George H. W. Bush, initially decrying Reagan’s economic worldview as “voodoo economics,” embraced it, as did Bill Clinton, who really kicked the door down on tariffs and “protectionism” by signing the United States up for the full GATT, the creation of the World Trade Organization (WTO), and the North American Free Trade Agreement (NAFTA), all benefiting the transnational corporations that had come to dominate political contributions for both the Republican and the Democratic parties by the 1980s. Their campaign contributions, in turn, benefited the 537 elected members of the House, Senate, and executive branch of government (president and vice president).
For the first time in its history, our country’s smaller and medium-size industries stood essentially naked and defenseless against those of other fully developed nations, most of which were still holding in place tariffs, R-and-D supports, and intense support of the commons infrastructure, including free higher education and free health care. While today both China and India have import tariffs that average between 20 and 30 percent on manufactured goods (to protect their domestic industries and markets), we’ve dropped our tariffs from a 1973 average of 12 percent to today’s average of around 2 percent.
The result was just what Alexander Hamilton feared: the rapid unraveling of the American middle class as the nation bled its industrial base into the gutter of cheap labor countries.

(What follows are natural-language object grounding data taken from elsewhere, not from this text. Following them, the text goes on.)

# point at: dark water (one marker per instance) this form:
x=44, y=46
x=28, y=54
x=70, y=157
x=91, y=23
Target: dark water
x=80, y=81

As wealth dramatically increases in the top 1 percent of America and the middle class shrinks, the working poor become even poorer. Between the election of George W. Bush and 2007, the four hundred richest individuals in America (virtually all associated with transnational corporations) saw their wealth increase from $1.0 trillion to $1.6 trillion—an increase of $600 billion. During that same time the real income of the average wage earner fell by between $2,000 and $4,000 (depending on whose numbers you’re using and whether you include the top 1 percent in the calculations). The top 1 percent of Americans get 90 percent of all income, and own 50 percent of all wealth. This growing edge between the haves and the have-nots has, in the past, brought civilizations to a threshold of cultural, economic, and political change—and often change that’s violent, painful, or even democracy-ending.
On the other hand, the lesson of cultures that have made the transition from the Victorian (and Greenspanian) notion of raw capitalism to a regulated capitalism that benefits both the captains of industry and the working class shows that it’s possible to enhance democracy and freedom while providing a healthy social safety net.